I NEVER SAW WHAT YOU WERE REALLY DOING- NO I MADE EXCUSES FOR YOU
TIME AND TIME AND TIME AND TIME AND TIME AND TIME AGAIN
BECAUSE I SAW YOU AS PRECIOUS AND I WAS CONSUMED BY MY NEED
TO AVOID CONFRONTATION, I SO DESPERATELY CRAVED THE ACCEPTANCE I’D BEEN SO OVERWHELMINGLY DENIED,
AND ALL I WANTED TO DO WAS PLEASE YOU. I GOT SO CAUGHT UP
AND SATISFYING ALL THE DEMANDS YOU THREW TO MY FEET OR SHOVED DOWN MY THROAT
THAT I FORGOT I WAS SUPPOSED TO BE TAKING CARE OF SOMEONE ELSE TOO-
ME AND MY GOD DID I EVER NEED IT- I WAS ONLY JUST TASTING BREATHS OF LIFE-
I WAS GROWING BEFORE YOU RELEASED THE TORMENTING HELLFIRES TO DRIVE ME INTO THE DIRT
I WAS REALIZING I WAS NOT CONDEMNED TO WHAT WAS REALISTIC,
I WAS NOT BURDENED BY WHAT WAS THE CASE THEN NO!
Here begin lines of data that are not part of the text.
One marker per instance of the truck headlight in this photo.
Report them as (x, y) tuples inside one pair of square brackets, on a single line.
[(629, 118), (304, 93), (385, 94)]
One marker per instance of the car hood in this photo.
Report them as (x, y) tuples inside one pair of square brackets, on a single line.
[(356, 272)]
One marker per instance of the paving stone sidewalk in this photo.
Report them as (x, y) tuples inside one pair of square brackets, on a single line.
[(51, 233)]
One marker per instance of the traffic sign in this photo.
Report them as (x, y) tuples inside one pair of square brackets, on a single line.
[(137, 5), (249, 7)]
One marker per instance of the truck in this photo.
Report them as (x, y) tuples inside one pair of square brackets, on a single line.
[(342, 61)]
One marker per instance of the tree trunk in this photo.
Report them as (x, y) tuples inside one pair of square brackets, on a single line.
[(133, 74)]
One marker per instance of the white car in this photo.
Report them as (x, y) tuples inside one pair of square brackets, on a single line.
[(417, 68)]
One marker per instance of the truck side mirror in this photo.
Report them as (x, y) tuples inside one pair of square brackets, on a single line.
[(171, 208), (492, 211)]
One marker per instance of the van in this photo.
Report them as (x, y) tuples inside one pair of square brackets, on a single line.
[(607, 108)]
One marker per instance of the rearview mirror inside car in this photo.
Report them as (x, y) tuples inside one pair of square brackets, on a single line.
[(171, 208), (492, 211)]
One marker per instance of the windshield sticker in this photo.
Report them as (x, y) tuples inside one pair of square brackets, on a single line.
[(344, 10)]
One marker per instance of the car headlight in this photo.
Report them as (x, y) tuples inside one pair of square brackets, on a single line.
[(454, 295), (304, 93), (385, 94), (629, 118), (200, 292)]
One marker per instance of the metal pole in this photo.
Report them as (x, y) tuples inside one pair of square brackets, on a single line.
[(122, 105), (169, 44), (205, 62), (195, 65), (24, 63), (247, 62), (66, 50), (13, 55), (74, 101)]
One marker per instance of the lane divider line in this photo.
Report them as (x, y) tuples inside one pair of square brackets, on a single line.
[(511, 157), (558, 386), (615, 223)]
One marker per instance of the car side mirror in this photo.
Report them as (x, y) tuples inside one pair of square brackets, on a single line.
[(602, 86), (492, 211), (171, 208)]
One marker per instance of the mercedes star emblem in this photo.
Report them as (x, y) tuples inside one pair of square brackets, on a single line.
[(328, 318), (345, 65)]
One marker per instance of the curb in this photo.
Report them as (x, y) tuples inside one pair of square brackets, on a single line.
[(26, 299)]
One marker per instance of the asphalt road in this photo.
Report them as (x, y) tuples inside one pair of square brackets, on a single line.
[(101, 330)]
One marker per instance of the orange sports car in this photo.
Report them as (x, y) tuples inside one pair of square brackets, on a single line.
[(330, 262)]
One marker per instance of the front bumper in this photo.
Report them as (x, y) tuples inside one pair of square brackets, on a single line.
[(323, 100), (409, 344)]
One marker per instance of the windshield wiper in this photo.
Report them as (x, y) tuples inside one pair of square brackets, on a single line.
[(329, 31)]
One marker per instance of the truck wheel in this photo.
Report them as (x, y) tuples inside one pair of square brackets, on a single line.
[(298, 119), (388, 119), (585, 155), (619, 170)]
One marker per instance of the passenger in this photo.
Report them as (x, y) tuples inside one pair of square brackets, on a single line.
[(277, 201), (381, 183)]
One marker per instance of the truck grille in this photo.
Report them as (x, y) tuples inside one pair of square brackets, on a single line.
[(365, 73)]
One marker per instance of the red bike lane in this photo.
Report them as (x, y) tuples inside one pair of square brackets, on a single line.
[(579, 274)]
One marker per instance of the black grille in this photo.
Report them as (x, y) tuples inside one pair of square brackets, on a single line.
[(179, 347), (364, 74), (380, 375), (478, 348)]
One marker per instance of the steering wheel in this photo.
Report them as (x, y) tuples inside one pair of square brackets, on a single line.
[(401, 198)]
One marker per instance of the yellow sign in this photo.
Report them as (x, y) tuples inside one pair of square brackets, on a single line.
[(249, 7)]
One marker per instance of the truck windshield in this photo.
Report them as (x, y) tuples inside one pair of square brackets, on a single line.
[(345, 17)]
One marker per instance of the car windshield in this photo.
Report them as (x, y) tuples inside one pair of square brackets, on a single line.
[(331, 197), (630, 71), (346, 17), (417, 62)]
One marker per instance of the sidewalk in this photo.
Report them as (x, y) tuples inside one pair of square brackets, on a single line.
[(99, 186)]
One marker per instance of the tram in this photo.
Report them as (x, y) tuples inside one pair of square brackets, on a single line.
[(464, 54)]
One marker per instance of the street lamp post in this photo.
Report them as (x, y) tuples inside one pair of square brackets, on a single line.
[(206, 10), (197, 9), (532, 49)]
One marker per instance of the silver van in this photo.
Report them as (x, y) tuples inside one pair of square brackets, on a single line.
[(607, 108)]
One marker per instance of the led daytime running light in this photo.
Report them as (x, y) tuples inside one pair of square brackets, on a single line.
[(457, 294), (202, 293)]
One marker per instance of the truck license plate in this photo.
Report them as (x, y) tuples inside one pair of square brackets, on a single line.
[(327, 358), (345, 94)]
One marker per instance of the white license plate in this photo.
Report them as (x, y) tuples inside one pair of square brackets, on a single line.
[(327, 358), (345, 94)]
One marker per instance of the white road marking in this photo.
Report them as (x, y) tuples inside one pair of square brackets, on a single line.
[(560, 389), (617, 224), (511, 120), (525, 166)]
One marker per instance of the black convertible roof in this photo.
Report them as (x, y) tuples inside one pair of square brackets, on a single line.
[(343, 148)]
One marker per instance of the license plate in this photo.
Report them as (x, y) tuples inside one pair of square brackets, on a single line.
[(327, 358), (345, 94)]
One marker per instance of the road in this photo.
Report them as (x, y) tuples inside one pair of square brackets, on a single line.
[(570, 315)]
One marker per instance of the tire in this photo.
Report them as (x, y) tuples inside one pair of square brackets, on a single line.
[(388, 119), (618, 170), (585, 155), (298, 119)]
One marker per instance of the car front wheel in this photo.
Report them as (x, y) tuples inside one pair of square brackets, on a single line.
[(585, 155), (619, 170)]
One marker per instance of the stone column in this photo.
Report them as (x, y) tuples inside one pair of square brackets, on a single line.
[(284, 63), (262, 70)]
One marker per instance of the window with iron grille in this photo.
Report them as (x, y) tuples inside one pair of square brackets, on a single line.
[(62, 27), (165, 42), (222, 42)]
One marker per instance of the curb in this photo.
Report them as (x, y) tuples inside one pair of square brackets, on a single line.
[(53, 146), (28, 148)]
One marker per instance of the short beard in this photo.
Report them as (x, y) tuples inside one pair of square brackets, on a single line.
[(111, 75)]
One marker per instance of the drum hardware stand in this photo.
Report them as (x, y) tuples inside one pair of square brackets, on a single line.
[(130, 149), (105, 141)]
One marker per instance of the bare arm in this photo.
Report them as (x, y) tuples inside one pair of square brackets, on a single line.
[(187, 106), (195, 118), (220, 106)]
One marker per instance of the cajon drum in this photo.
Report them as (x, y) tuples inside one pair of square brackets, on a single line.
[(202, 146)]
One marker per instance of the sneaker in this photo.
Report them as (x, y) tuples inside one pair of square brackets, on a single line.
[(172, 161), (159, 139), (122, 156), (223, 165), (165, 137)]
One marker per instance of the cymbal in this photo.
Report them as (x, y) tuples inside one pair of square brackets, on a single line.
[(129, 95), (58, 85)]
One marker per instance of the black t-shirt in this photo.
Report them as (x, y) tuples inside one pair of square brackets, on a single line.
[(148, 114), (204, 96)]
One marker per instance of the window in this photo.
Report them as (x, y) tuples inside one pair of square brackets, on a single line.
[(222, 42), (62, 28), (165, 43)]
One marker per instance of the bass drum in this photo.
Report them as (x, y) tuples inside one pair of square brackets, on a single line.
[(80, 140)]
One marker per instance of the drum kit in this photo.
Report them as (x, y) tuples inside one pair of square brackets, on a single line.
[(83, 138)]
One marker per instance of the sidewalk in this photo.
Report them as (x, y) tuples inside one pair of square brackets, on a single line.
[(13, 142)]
I WAS RISING FROM THE ASHES OF ALL THAT HAD BEFELL ME BEFORE YOUR EVILS
AND I WAS CREATING MY OWN MAGIC BUT I NEEDED ALL THE HELP I COULD GET
AND THAT HELP I GOT REALLY WAS NONE IN THE END I COULD FEEL THE STING
WHEN YOU SLAMMED LIDS ON ALL MY DREAMS AND LEFT BRUISES
FROM THE BRUTAL TEARING AWAY -BRUISES RIGHT IN THE PALM OF MY HANDS
THAT WERE NOTHING NOTHING NOTHING WHEN I GAZED WITH HORROR FOR THE FIRST TIME
UPON MY SORE HEART AND SOUL. THEY WERE SUCH UGLY MONSTERS
AND ALL I KNEW WAS THAT THEY USED TO BE GOOD
YOU DIDN’T WANT TO LET SOMETHING GOOD COME
YOU WANTED TO STEAL IT SO YOU COULD LAUGH IN ALL OUR FACES
AND STOMP ALL OVER US AND THEN CRUSH IT TOO
BECAUSE YOU HAD TO SHOW THAT THERE IS NO SAFETY
FOR SOMEONE WHO CARES ABOUT SOMETHING IN THIS WORLD
BECAUSE ALL THAT GETS YOU IS HURTING AND NO HEALING
BECAUSE THERE ISN’T AN ANTIDOTE FOR THE POISON
THAT LEAKS FROM YOUR SMILE LIKE OIL INTO THE OCEAN
OR AT LEAST THAT’S WHAT I THOUGHT BUT I WAS WRONG
BECAUSE YOU ARE NOT AN ALMIGHTY WEAPON AND
TURNS OUT THERE IS A CURE AFTER ALL AND
IT DOESN’T EVEN TASTE AS BITTER AS THE THOUGHTS THAT LAY ROOTS IN YOUR MIND
MAYBE YOU WON BUT YOU KNOW WE BOTH LOST
AND NOW I KNOW THAT IN THE END YOU FAILED-
YOU WERE NO CHAMPION IN DESTROYING ALL THE GOOD THINGS
AND ALL THE BRIGHT THE HAPPY THE LIVING THE LOVING THE KIND
EVEN MORE THAN YOU FAILED ME, YOU FAILED YOURSELF
DID YOU BUILD A TROPHY
WITH THE PIECES OF ME
AND WHEN YOU LIE DOWN IN THE DARK NIGHT DOES THE GOLD GLIMMER ENOUGH
TO ENSURE YOU’RE BLIND TO EVERYTHING THAT’S REAL FOR US
did tearing me down really build you up
Thanks for reading this long poem full of pain. This comes from a very real place for me as I work through my emotions through writing.